Melhoria de renda deixa brasileiro relapso com as contas

A melhora de poder aquisitivo conduziu a um maior “relaxamento” do consumidor quanto ao seu orçamento. Pesquisa da Fecomércio/RJ (Federação do Comércio de Bens, Serviços e Turismo do Estado do Rio de Janeiro)/Ipsos ouviu mil domicílios em todo o país entre 21 e 31 de abril e mostra que, em abril, cresceu o número de pessoas que desconhecem o quanto pagam em tarifas bancárias. O número de consumidores que não fazem pesquisa nem de preços à vista, nem de juros antes de comprar à prazo, também aumento.
Dados do levantamento, realizado desde 2007, mostram que a fatia de entrevistados que não sabe quanto paga em tarifas de banco subiu de 60% para 63% de abril de 2010 para abril de 2011. No mesmo período, diminuiu o percentual de consumidores que sabe o valor das tarifas, de 40% para 37%. Para o economista da Fecomércio/RJ, Christian Travassos, o brasileiro sente-se mais confortável com sua situação financeira devido à continuidade do bom cenário de emprego formal, com patamar ainda elevado de massa salarial.

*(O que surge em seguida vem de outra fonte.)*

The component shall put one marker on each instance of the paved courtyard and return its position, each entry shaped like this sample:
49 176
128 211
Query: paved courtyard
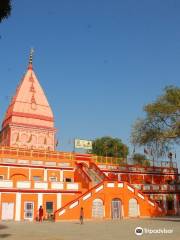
91 230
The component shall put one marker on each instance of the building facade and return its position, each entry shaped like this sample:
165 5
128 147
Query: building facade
34 174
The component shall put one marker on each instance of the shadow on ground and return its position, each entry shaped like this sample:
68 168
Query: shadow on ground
170 219
4 235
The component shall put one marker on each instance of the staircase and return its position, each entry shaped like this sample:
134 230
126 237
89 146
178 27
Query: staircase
101 188
95 174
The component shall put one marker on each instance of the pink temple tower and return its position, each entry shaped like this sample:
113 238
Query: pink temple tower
29 120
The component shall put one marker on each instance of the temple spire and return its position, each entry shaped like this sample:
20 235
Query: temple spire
31 58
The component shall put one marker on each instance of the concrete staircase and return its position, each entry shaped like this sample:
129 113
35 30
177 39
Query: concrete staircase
104 189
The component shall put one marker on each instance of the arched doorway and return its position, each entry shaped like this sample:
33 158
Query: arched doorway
133 208
116 208
97 208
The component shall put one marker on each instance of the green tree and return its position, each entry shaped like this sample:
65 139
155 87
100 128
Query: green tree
161 126
140 159
109 147
5 9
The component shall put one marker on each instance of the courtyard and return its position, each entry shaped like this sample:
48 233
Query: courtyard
92 230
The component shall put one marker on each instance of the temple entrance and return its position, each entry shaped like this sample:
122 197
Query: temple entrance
7 211
97 208
116 208
28 210
133 208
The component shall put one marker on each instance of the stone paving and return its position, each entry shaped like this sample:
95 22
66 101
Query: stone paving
92 230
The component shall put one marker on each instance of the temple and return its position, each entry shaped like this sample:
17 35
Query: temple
34 174
29 121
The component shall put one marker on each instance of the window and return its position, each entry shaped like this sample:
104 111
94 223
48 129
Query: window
1 177
170 205
49 207
68 180
36 178
28 210
53 179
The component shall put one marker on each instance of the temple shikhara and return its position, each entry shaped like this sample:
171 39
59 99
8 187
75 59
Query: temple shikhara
34 174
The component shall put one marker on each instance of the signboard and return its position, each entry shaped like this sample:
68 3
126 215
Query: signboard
86 144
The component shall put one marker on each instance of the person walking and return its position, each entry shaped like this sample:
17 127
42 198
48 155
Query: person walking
40 214
81 216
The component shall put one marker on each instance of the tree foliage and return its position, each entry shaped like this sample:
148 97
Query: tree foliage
161 126
140 159
5 9
109 147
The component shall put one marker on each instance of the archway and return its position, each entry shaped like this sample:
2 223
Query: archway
133 208
97 208
116 207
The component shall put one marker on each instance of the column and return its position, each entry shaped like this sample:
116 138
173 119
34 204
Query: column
164 202
40 199
45 175
175 203
18 207
61 176
59 200
8 174
29 174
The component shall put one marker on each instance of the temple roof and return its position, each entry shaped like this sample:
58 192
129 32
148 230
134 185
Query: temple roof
29 102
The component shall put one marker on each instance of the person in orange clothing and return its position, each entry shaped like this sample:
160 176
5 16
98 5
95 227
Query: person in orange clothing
40 214
81 215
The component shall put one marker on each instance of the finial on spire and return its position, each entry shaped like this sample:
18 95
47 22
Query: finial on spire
31 57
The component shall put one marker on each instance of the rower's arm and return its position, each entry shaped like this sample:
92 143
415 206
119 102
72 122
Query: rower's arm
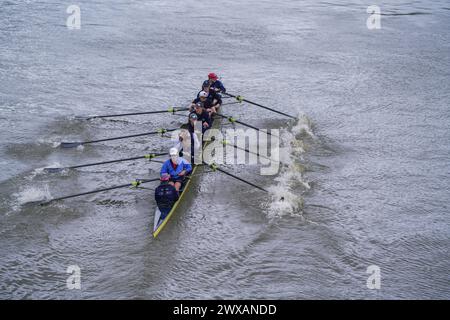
187 166
164 169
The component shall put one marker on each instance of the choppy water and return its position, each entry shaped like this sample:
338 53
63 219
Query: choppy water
368 182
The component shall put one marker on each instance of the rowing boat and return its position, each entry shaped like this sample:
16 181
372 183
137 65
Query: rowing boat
158 223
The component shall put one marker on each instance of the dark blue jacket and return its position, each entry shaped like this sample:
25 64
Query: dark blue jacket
174 173
165 195
216 85
212 95
204 117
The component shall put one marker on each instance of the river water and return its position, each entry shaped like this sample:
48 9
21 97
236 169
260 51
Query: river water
367 179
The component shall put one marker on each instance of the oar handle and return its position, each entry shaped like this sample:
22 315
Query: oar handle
170 110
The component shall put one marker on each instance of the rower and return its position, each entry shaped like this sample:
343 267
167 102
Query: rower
165 195
203 116
188 139
177 167
215 83
215 99
202 98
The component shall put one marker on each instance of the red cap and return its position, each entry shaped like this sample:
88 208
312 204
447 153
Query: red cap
213 76
165 177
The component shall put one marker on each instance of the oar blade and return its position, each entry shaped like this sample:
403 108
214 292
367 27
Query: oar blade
53 170
70 144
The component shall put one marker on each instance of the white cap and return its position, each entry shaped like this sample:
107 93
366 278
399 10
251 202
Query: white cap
173 151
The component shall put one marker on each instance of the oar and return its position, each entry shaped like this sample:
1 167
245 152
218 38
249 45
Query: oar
76 144
241 99
149 156
170 110
215 167
234 120
136 183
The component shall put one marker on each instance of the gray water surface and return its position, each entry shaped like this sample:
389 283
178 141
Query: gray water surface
371 147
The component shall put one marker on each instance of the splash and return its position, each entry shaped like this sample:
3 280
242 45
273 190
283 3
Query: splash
31 194
291 183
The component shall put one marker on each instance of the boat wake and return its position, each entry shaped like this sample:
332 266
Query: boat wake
291 184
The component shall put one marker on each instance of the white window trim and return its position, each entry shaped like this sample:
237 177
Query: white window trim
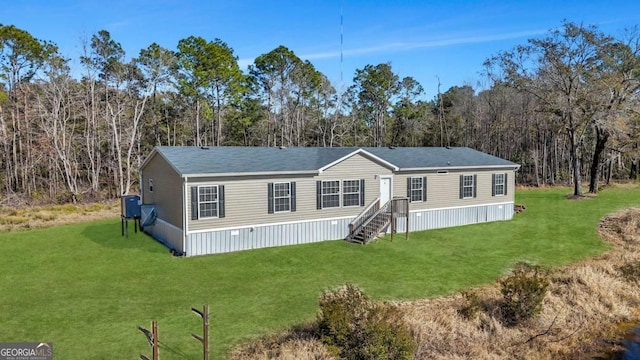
504 184
343 193
217 202
414 189
339 194
281 197
467 186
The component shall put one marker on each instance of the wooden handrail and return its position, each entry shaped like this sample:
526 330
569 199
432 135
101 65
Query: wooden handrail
369 210
369 229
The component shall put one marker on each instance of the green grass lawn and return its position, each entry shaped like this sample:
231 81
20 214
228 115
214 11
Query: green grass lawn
86 288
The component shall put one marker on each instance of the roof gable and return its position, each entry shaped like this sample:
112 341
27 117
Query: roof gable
192 161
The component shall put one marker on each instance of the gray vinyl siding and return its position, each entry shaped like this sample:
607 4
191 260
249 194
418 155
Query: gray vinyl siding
443 189
246 200
428 219
256 237
167 190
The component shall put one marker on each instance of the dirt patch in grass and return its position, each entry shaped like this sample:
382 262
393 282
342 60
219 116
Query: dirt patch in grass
588 309
30 217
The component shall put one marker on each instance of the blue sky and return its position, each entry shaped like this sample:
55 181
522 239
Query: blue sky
427 40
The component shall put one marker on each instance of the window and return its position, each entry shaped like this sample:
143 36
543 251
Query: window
499 184
207 201
330 194
281 197
416 189
351 193
339 193
467 186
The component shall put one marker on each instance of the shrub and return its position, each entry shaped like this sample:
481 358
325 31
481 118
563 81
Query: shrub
523 292
471 306
354 327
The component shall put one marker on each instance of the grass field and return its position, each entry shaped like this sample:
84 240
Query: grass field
85 288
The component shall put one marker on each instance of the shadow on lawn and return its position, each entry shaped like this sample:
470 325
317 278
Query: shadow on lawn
109 235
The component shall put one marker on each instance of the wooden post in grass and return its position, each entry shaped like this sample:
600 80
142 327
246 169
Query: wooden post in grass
152 338
204 339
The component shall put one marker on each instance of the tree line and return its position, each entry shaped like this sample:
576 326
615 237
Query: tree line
565 106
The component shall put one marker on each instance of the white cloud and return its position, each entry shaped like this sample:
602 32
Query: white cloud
408 46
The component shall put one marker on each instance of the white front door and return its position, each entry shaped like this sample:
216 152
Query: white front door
385 189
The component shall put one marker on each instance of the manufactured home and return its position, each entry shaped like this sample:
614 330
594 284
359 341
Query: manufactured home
207 200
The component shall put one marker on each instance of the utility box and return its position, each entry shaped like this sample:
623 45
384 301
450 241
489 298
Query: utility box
130 206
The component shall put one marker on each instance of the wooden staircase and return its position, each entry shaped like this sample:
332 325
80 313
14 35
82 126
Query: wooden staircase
375 220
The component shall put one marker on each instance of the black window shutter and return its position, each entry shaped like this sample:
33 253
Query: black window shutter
270 198
293 196
506 184
424 188
318 195
194 203
493 184
475 183
220 201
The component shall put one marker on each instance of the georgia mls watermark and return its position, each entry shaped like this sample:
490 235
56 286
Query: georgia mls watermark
26 351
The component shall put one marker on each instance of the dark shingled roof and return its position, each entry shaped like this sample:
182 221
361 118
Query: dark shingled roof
192 160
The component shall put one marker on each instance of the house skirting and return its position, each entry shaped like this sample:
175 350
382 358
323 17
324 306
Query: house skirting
447 217
262 236
304 232
168 234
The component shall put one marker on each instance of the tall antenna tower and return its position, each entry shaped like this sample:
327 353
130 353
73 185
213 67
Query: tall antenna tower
341 41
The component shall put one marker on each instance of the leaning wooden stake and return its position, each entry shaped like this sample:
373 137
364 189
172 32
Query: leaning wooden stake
152 338
204 339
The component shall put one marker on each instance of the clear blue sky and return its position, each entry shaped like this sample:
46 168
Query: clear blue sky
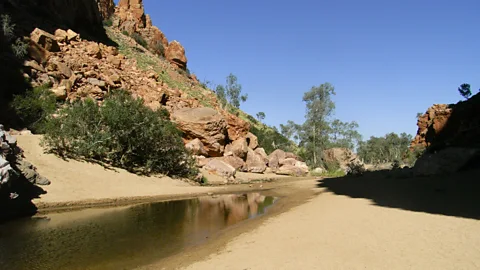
388 60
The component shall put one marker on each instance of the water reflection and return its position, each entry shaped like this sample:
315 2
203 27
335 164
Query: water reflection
121 238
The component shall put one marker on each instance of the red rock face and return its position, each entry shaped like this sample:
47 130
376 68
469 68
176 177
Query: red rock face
454 125
175 54
132 18
106 8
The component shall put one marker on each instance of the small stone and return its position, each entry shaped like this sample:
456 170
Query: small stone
72 36
96 82
60 92
45 39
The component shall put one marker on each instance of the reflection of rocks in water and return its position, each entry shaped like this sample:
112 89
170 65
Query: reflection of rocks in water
229 209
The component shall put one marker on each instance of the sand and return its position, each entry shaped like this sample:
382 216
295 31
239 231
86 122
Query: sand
75 181
338 232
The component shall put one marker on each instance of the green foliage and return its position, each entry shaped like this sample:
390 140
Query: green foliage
344 135
18 47
123 132
270 139
465 91
260 116
34 106
385 149
139 39
158 48
230 94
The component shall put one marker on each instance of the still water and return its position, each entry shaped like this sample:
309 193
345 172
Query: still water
121 238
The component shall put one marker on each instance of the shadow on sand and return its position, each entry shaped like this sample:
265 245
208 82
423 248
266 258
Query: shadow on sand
455 195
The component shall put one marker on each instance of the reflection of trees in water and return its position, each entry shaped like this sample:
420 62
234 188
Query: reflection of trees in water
229 209
123 238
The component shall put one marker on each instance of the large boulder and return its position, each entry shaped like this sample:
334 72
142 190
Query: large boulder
238 148
206 124
252 141
196 147
291 171
275 158
255 163
343 157
45 39
234 161
446 161
221 168
175 54
237 127
260 151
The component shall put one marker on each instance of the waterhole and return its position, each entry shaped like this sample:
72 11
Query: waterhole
122 238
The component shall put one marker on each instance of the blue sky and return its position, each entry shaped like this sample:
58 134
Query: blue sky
388 60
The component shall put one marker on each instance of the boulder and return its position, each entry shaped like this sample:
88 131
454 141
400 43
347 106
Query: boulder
288 161
255 163
45 39
291 171
196 147
61 35
252 141
221 168
206 124
262 153
237 127
201 161
341 156
72 35
275 158
238 148
446 161
37 52
94 50
234 161
175 54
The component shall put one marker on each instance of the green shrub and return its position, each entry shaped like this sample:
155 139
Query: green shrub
122 132
34 106
140 40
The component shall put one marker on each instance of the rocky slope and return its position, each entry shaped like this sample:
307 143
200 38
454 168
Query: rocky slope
451 136
79 68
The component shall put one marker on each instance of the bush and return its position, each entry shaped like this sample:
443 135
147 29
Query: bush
34 106
140 40
123 132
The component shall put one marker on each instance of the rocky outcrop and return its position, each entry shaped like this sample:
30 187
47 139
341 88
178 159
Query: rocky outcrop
342 157
446 161
131 17
255 163
449 125
206 124
106 8
237 127
238 148
18 178
220 168
176 55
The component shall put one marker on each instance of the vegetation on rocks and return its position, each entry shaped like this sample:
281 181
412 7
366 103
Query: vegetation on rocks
122 132
34 106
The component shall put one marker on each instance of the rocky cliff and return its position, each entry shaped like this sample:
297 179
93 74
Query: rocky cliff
77 68
451 136
450 125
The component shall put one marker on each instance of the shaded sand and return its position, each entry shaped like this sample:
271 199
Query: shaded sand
81 181
334 231
337 232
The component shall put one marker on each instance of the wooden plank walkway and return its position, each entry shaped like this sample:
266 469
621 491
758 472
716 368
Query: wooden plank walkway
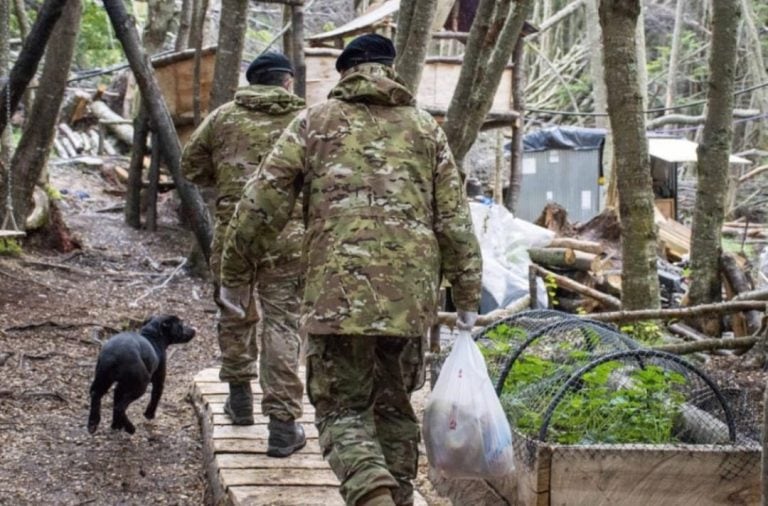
237 467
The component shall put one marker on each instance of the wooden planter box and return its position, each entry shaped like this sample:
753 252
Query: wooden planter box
642 475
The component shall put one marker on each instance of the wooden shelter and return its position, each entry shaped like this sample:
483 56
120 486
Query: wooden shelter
441 68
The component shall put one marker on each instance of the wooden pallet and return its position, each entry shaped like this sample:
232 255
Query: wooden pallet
237 467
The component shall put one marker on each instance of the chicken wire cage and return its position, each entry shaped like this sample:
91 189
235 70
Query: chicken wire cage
572 381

A satisfação do consumidor quanto a seus ganhos também se refletiu no recuo do percentual de renda comprometido com empréstimos, de abril de 2010 para abril de 2011, de 26% para 22% do total dos ganhos mensais. Isso também derrubou o interesse de pesquisar mais antes das compras. A fatia de entrevistados que faz pesquisa de preços à vista antes de comprar a prazo caiu de 82% para 68%. Já a dos que não pesquisam quase dobrou, de 17% para 31%. “O aumento da concorrência entre empresas torna preços muito parecidos. Daí, o consumidor pensa que não precisa pesquisar tanto”, salientou Travassos.